Network latency as data storage - strayer

Any transmission channel with a delay between the time a packet leaves the sender and reaches the receiver, is effectively storing the information contained in the packet during the time of travel.<p>So one could store information in that packet, in such a way that it does not need to be stored in the end nodes of the network.<p>Has anyone looked at this in theory (or in practice)?
======
brk
I've heard this idea discussed a number of times over the years. It usually
comes up after about 4 or 5 pints :)

There are a number of reasons why it's impractical though. A given packet
tends to only store about 1000bytes of actual data. It would take a lot of
packets to store any useful amount of data.

Secondly, packets have TTL (time to live) encoded, where the TTL is
decremented at each router hop.
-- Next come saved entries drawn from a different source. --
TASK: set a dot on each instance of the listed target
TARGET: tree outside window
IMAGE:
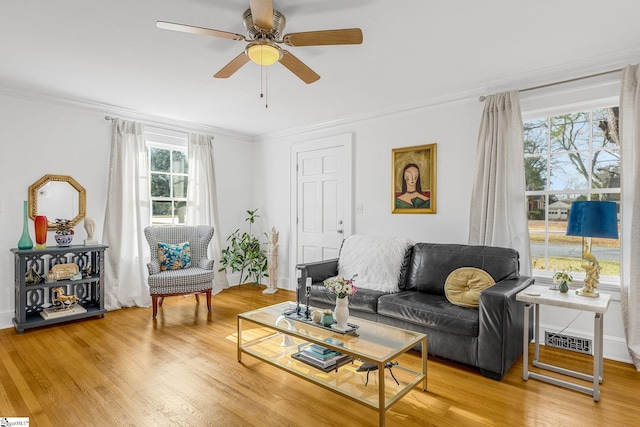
(168, 176)
(569, 157)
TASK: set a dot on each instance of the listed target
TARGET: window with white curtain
(168, 175)
(572, 152)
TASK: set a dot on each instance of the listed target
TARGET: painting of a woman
(414, 176)
(412, 195)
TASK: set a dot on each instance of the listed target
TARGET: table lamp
(592, 219)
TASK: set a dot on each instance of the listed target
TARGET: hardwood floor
(181, 369)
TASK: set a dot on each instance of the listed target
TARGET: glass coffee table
(270, 336)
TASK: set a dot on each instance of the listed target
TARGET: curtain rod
(113, 119)
(575, 79)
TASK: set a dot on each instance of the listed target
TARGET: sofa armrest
(318, 271)
(206, 264)
(501, 323)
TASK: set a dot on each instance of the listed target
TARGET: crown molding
(83, 105)
(533, 78)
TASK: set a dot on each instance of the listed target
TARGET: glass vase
(341, 313)
(41, 225)
(25, 241)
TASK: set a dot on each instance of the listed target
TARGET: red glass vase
(42, 226)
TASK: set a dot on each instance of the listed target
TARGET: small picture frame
(414, 180)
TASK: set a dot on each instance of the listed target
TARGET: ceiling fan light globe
(263, 54)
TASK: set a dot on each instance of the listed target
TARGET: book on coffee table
(327, 365)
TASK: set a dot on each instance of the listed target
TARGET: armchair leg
(154, 302)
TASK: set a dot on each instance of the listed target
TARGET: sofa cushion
(431, 311)
(377, 261)
(431, 264)
(463, 286)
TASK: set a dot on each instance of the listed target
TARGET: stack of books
(322, 357)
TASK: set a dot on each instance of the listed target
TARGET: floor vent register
(567, 342)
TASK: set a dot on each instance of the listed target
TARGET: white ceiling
(415, 52)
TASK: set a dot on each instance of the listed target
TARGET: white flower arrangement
(341, 287)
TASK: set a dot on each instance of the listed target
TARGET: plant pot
(64, 239)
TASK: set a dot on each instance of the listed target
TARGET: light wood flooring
(182, 370)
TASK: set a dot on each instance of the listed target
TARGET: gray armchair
(195, 279)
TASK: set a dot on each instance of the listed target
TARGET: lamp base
(584, 292)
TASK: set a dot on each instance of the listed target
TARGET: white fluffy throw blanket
(376, 260)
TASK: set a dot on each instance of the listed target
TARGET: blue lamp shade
(593, 219)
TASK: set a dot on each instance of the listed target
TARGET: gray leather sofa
(488, 337)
This is mostly to prevent routing loops (where
two routers, or a group of routers, all don't know how to route a given packet
so they get stuck in a sort of networking infinite loop).
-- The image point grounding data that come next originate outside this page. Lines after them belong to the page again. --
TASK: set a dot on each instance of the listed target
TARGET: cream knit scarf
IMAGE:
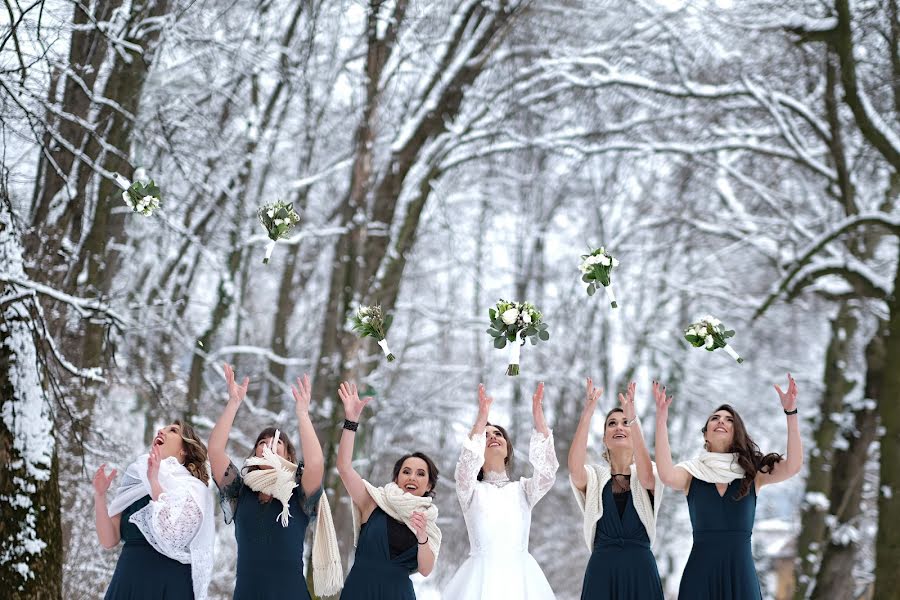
(591, 501)
(400, 505)
(714, 467)
(279, 482)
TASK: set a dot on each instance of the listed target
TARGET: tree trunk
(31, 548)
(887, 544)
(821, 455)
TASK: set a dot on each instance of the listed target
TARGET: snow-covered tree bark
(31, 548)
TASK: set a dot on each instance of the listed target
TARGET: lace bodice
(497, 513)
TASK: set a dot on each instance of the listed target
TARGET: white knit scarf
(591, 501)
(714, 467)
(400, 505)
(177, 482)
(279, 481)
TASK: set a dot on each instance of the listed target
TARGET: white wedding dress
(498, 517)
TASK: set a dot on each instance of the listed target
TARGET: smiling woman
(394, 526)
(163, 511)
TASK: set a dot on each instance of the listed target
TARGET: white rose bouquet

So, for this to really work, you'd have to only need to store very small
amounts of data (and I could think of certain applications where you might
want something like an encryption key to live "in the ether"), and you'd have
to modify your routers to either not decrement the TTL's for these packets, or
you'd have to make the PC set obscenely huge TTL's.

Then on top of that, data stored "in the wire" would also decrease overall
network performance by increasing congestion (if you're constantly routing
500MB of stored data around, those packets are taking up network resources).

------
iuguy
Michal Zalewski discusses "Parasitic Storage" in his book "Silence on the
wire"
([http://books.google.co.uk/books?id=kOQ9m38q_t8C&lpg=PP1&...](http://books.google.co.uk/books?id=kOQ9m38q_t8C&lpg=PP1&ots=jIu3Fa7pdZ&dq=michal%20zalewski%20silence%20on%20the%20wire&pg=PP1#v=onepage&q&f=false)).

It's actually a pretty good read for interesting stuff that you don't often
think about.

------
jgrahamc
Reminded me of: <http://en.wikipedia.org/wiki/Delay_line_memory>